Apomorphine hydrocloride causes severe nausea and vomiting when it is administered at recommended doses. Because of this, in domestic clinical studies, 98% of all patients were pre-medicated with trimethobenzamide, an antiemetic, for three days prior to study enrollment, and were then encouraged to continue trimethobenzamide for at least 6 weeks. Even with the use of concomitant trimethobenzamide in clinical studies, 31% and 11% of the apomorphine hydrocloride-treated patients had nausea and vomiting, respectively, and 3% and 2% of the patients discontinued apomorphine hydrocloride due to nausea and vomiting, respectively. Among 522 patients treated, 262 (50%) discontinued trimethobenzamide while continuing apomorphine hydrocloride. The average time to discontinuation of trimethobenzamide was about 2 months (range: 1 day to 33 months). For the 262 patients who discontinued trimethobenzamide, 249 patients continued apomorphine without trimethobenzamide for a duration of follow-up that averaged 1 year (range: 0 years to 3 years).

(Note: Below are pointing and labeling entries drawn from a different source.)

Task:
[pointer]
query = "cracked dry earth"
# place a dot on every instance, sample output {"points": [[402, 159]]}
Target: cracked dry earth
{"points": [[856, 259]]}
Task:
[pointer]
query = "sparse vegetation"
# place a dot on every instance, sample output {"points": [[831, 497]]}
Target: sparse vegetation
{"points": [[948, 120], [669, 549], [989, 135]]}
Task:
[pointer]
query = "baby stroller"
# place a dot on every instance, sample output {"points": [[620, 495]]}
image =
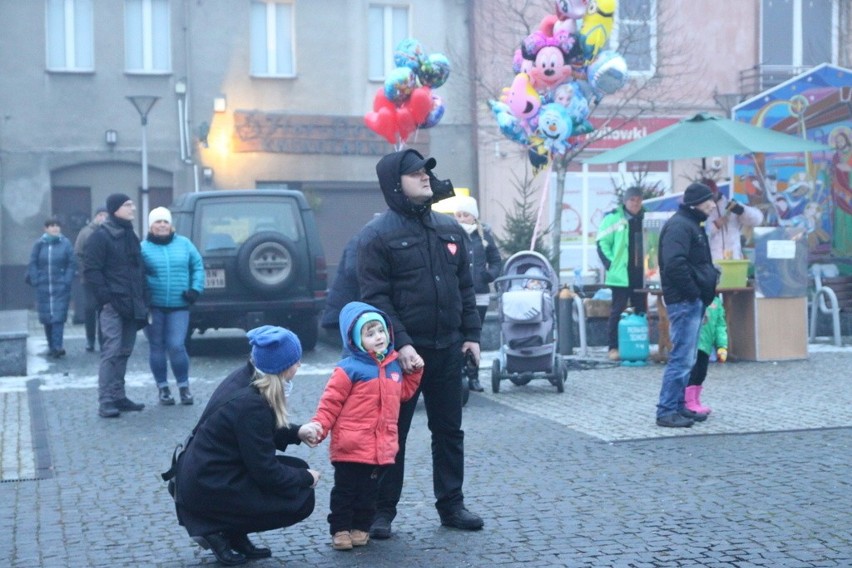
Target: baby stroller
{"points": [[527, 314]]}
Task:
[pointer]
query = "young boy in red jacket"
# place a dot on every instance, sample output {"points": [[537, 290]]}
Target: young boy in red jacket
{"points": [[360, 408]]}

The effect of trimethobenzamide on reducing nausea and vomiting during treatment with apomorphine hydrocloride was evaluated in a 12-week, placebo-controlled study in 194 patients. The study suggests that trimethobenzamide reduces the incidence of nausea and vomiting during the first 4 weeks of apomorphine hydrocloride treatment (incidence of nausea and vomiting 43% on trimethobenzamide vs. 59% on placebo). However, over the 12-week period, compared with placebo, patients treated with trimethobenzamide had a greater incidence of somnolence (19% for trimethobenzamide vs. 12% for placebo), dizziness (14% for trimethobenzamide vs. 8% for placebo), and falls (8% for trimethobenzamide vs. 1% for placebo). Therefore, the benefit of treatment with trimethobenzamide must be balanced with the risk for those adverse events, and treatment with trimethobenzamide should only be continued as long as necessary to control nausea and vomiting, and generally no longer than two months.

The ability of concomitantly administered antiemetic drugs (other than trimethobenzamide) has not been studied. Antiemetics with anti-dopaminergic actions (e.g., haloperidol, chlorpromazine, promethazine, prochlorperazine, metaclopramide) have the potential to worsen the symptoms in patients with Parkinson’s disease and should be avoided.